New Clearing Rules Vex Buyside Firms

By Editorial Staff

With the passage of Dodd-Frank and other regulatory mandates, buyside firms have to focus on the clearing of over-the-counter derivatives. Combined with Dodd-Frank in the U.S. and Basel III and the European Markets Infrastructure Regulation in Europe, the challenges of clearing these trades are more complex than ever.

Both Dodd-Frank Title VII and EMIR mandate that OTC contracts need to be cleared centrally for the vast majority of participants. According to Steve Grob, director of group strategy for Fidessa, the move from bilateral to centralized clearing creates a number of challenges for the buyside. "First of these is that centralized clearing requires upfront margining, which places additional pressures on a firm's collateral. Ironically, that pressure on collateral may mean that some reduce their use of derivatives which, in their purest form, are a great way of hedging risk," he told Traders.

"Second is that buysiders may choose to trade contracts that are cleared through one particular clearinghouse rather than another, so as to benefit from margin offsets against long and short positions of similar contracts. Having a clear view of this at trade time is a particular challenge. Finally, buysides need to participate in a credit checking process so that they know that they have sufficient credit with any particular CCP," he added.

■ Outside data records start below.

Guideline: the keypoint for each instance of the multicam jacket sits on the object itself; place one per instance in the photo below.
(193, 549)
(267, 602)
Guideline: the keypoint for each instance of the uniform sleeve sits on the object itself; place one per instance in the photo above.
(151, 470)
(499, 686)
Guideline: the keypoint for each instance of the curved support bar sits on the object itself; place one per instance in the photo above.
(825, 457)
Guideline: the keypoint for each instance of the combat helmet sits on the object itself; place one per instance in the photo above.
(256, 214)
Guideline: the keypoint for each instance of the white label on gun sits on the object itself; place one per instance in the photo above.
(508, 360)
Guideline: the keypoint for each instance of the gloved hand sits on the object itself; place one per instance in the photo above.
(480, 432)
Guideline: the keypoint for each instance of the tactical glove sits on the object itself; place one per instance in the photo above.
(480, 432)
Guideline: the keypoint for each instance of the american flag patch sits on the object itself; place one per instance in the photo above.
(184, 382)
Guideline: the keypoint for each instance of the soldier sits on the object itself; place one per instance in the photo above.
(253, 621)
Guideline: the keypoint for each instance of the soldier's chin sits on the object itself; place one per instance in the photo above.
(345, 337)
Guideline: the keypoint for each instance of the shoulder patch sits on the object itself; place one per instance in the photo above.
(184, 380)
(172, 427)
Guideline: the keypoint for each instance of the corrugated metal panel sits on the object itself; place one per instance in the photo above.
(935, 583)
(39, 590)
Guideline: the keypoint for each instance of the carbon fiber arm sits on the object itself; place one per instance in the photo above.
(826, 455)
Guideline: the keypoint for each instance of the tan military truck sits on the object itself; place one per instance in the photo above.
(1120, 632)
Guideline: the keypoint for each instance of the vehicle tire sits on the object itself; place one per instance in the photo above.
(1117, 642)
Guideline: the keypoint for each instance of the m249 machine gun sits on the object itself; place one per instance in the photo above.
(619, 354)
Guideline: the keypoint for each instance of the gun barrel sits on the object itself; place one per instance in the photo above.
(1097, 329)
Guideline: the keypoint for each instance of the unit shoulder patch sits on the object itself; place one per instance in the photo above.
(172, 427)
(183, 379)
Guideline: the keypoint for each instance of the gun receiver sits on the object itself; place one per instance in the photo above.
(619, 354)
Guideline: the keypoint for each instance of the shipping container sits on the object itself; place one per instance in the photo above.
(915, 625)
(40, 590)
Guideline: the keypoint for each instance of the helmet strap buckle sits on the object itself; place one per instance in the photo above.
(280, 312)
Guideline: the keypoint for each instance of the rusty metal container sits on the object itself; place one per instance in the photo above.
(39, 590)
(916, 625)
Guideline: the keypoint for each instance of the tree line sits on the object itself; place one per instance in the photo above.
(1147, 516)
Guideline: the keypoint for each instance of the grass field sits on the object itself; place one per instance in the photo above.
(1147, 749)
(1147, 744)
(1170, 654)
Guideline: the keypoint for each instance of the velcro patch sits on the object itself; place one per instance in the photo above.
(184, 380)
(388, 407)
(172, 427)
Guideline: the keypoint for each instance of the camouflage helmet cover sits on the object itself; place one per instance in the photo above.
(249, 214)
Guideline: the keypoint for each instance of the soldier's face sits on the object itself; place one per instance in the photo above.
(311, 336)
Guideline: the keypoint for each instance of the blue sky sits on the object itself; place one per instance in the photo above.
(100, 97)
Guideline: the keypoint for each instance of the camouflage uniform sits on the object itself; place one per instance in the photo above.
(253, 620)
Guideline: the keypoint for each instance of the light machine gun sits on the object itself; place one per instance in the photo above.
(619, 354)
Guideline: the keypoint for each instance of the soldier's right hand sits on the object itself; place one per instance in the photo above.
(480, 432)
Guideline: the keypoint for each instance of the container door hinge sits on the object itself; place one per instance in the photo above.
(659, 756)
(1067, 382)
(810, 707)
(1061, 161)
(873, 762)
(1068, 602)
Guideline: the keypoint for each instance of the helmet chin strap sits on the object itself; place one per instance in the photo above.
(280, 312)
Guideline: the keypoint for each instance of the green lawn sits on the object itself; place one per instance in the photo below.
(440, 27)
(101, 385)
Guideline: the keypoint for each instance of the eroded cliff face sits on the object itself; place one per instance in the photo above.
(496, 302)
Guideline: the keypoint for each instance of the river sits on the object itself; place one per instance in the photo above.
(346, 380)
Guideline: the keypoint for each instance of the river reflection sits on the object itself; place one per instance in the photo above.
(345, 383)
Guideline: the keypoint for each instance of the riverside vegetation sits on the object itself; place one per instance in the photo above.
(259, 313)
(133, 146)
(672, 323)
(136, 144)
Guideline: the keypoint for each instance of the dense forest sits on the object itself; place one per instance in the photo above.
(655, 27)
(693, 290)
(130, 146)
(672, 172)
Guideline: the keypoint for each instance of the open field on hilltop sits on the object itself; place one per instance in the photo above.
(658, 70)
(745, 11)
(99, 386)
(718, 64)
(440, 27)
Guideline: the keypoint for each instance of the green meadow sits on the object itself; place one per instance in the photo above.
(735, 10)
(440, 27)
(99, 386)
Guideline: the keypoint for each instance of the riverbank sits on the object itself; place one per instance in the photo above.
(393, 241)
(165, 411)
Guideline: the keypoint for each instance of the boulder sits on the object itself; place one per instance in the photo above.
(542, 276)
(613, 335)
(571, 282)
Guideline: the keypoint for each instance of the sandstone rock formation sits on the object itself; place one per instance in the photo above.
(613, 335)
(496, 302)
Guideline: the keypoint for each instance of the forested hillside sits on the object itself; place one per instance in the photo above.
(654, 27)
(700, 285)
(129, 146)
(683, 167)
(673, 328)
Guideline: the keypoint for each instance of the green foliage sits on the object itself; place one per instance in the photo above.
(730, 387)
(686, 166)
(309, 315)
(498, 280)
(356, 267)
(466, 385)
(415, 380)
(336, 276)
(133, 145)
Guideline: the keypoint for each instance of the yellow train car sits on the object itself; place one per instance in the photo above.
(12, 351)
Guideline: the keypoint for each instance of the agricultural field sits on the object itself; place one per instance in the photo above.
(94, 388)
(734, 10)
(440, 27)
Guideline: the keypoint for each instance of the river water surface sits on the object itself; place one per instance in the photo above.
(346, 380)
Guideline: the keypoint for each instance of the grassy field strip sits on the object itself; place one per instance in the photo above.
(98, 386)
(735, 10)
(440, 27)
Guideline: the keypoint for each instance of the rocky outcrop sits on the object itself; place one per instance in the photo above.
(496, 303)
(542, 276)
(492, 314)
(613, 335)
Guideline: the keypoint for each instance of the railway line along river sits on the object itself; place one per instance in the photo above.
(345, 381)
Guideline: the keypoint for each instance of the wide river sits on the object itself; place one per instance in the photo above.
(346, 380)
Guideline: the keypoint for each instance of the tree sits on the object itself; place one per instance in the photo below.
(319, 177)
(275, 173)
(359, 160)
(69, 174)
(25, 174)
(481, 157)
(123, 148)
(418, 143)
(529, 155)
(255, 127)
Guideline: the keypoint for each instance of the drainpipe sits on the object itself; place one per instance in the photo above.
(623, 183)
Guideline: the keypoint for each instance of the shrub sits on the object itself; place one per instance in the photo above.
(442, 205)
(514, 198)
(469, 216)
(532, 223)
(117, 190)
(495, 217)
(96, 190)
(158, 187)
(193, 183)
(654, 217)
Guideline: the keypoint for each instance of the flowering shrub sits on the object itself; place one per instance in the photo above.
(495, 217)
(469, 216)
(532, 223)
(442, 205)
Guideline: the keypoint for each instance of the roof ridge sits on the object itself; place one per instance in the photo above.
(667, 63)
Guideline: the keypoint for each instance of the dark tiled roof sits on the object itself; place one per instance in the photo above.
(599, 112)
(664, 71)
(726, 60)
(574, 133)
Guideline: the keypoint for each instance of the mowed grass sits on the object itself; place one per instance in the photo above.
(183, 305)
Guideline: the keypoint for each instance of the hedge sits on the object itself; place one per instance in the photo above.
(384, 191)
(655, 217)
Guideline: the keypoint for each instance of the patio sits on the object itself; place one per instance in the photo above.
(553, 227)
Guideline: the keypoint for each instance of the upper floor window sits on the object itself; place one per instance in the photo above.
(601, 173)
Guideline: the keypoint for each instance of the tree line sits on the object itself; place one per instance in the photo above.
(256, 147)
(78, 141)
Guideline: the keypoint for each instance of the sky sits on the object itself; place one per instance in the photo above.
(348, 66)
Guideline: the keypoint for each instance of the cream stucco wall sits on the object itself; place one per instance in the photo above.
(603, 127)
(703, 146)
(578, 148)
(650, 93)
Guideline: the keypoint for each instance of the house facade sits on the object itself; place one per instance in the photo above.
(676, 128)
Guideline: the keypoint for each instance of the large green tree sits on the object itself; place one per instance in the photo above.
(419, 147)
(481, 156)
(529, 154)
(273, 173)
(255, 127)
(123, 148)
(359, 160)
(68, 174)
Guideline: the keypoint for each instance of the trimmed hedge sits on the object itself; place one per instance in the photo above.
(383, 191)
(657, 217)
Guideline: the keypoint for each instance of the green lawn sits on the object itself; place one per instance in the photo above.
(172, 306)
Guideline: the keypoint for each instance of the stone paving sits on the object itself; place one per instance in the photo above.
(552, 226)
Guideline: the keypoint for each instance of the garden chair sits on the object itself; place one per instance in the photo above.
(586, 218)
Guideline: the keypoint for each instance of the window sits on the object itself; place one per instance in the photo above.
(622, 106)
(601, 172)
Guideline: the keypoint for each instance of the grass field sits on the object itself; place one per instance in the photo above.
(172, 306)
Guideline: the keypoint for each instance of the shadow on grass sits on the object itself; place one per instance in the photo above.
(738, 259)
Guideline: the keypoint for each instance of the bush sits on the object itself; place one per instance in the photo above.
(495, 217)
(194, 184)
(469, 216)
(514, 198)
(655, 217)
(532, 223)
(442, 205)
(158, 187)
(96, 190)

For buyside firms, going it alone is no longer an option. "Buyside firms will need to have a relationship with an FCM (futures commission merchant) or other party in order to participate in the centralized clearing process. Doing it themselves is simply not an option under the rules," Grob said.

He continued, "Those firms that trade swaps will ultimately care about the clearing dynamic because it will affect the contract they select. Greater clearing efficiency on one contract may outweigh a better price on another.